Nevertheless, TCU’s consistency in rifle is worth respect. Under coach Karen Monez, TCU has recorded a top-three national ranking in 14 of the last 17 seasons. As the saying goes, don’t get in between a horned frog and its firearm.
Texas Tech
Arizona and Texas Tech used to play each other every year in football as members of the Border Conference. Texas Tech beat up on the UA back in the day, winning 13 straight contests between 1946 and 1958. Arizona won in 1959, only for the schools to take a dozen-year hiatus from playing one another. When they resumed, so did Texas Tech’s dominance. The Red Raiders won seven of eight games between 1971-78 (Arizona wisely stopped scheduling them after that).
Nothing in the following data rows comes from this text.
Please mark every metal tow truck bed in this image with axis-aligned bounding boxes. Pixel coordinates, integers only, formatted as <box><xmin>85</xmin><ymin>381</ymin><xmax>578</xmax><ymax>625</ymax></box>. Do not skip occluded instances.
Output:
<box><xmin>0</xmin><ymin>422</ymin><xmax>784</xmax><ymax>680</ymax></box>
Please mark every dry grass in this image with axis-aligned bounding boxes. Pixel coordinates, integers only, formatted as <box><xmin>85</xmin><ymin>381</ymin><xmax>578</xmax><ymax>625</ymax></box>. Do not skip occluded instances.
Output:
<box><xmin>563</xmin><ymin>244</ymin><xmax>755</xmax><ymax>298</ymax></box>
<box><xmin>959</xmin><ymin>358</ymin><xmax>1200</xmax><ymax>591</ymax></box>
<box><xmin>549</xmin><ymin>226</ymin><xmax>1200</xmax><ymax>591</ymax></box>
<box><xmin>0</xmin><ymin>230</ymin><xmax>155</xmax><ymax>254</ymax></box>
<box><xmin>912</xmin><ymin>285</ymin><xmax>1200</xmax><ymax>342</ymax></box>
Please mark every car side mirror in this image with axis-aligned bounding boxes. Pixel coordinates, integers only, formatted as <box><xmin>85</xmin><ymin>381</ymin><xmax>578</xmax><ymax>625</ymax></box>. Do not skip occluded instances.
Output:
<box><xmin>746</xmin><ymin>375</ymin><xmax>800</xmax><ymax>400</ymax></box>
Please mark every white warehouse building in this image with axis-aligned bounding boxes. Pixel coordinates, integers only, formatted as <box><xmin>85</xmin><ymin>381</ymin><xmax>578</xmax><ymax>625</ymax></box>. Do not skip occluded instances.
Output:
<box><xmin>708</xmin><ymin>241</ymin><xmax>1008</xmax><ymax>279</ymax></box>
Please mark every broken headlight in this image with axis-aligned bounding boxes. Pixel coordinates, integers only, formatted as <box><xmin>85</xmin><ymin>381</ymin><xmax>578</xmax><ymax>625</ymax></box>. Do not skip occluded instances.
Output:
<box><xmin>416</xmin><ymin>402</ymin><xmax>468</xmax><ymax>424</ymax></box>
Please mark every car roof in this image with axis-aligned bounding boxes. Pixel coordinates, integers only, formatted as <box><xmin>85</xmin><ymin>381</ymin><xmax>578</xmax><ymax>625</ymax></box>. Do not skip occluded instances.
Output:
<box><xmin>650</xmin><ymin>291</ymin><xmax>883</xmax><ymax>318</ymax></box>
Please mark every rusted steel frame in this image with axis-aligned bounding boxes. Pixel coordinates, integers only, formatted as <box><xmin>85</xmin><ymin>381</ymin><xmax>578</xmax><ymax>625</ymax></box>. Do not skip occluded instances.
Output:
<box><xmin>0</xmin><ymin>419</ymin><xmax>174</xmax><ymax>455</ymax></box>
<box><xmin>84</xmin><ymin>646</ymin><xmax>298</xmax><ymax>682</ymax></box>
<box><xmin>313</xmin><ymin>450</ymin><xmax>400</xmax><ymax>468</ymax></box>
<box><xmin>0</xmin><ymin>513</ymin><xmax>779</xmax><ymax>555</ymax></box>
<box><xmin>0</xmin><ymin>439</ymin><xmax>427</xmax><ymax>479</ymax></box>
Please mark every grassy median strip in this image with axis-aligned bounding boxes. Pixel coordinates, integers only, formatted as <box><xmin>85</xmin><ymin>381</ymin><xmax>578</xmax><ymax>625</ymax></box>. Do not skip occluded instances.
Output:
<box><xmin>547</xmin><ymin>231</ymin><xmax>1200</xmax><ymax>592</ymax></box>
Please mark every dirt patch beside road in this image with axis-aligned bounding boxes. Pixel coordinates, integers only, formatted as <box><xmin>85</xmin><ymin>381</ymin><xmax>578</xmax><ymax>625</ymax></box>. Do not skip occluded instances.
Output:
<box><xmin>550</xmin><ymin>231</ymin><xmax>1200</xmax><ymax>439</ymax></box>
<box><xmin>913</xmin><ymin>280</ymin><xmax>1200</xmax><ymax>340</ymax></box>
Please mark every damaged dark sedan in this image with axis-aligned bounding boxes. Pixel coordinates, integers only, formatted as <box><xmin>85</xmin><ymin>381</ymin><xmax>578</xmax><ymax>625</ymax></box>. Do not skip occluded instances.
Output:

Neither program has experienced sustained success on the gridiron over the last couple decades, though Texas Tech had its moments under Mike Leach. The Red Raiders are presently coached by Joey McGuire, a longtime Texas high school coach. In year one under McGuire they went a promising 8-5.
Of all the original Big 12 schools, Texas Tech is the one Arizona has the most in common with, both regionally and historically. Let’s hope the series becomes less lopsided over time.
West Virginia
West Virginia is consistently one of the Big 12’s top women’s soccer programs, having won the conference championship five times. Under longtime coach Nikk Izzo-Brown, the Mountaineers have made the NCAA Tournament in 22 of the last 23 years, their only miss coming in 2021. WVU was the national runner-up in 2016 when it lost to USC in the title game.
Izzo-Brown all but built the WVU program when she became the program’s first head coach in 1995. She has a career 383-132-68 record.
Big 12 women’s soccer has gotten more competitive in recent years, with four different teams winning the league in the last five seasons.